Adversarial Deep Embedded Clustering : On a Better Trade-off Between Feature Randomness and Feature Drift

Author

Mrabah, N

Linked Agent

Bouguessa, M, Author

Ksantini , R, Author

Title of Periodical

IEEE TRANSACTIONS ON KNOWLEDGE AND DATA ENGINEERING

Country of Publication

Kingdom of Bahrain

Place Published

Sakhir . Bahrain

Publisher

University of Bahrain

Date Issued

2022

Language

English

English Abstract

Abstract : To overcome the absence of concrete supervisory signals, deep lustering models construct their own labels based on self-supervision and pseudo-supervision. However, applying these techniques can cause Feature Randomness and Feature Drift. In this paper, we formally characterize these two new concepts. On one hand, Feature Randomness takes place when a considerable portion of the pseudo-labels is deemed to be random. In this regard, the trained model can learn non-representative features. On the other hand, Feature Drift takes place when the pseudo-supervised and the reconstruction losses are jointly minimized. While penalizing the reconstruction loss aims to preserve all the inherent data information, optimizing the embedded-clustering objective drops the latent between-cluster variances.
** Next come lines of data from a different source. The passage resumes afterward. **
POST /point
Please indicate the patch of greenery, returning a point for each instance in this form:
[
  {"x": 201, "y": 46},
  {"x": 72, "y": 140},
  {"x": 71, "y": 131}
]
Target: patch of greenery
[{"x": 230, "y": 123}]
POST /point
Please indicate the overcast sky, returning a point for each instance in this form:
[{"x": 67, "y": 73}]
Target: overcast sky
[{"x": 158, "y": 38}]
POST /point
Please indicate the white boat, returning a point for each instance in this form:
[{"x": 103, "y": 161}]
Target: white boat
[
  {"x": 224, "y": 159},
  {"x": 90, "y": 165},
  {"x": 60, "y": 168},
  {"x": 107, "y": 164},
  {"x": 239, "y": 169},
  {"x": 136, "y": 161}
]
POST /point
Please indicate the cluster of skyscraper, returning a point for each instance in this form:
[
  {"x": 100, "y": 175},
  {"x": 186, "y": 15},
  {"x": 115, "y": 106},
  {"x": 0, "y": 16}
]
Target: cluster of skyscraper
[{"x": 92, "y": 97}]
Due to this compromise, the clustering-friendly representations can be easily drifted. In this context, we propose ADEC (Adversarial Deep Embedded Clustering) a novel autoencoder-based clustering model, which relies on a discriminator network to reduce random features while avoiding the drifting effect. Our new metrics DFR and DFD allows to, respectively, assess the level of Feature Randomness and Feature Drift. We empirically demonstrate the suitability of our model on handling these problems using benchmark real datasets. Experimental results validate that our model outperforms state-of-the-art autoencoder-based clustering methods.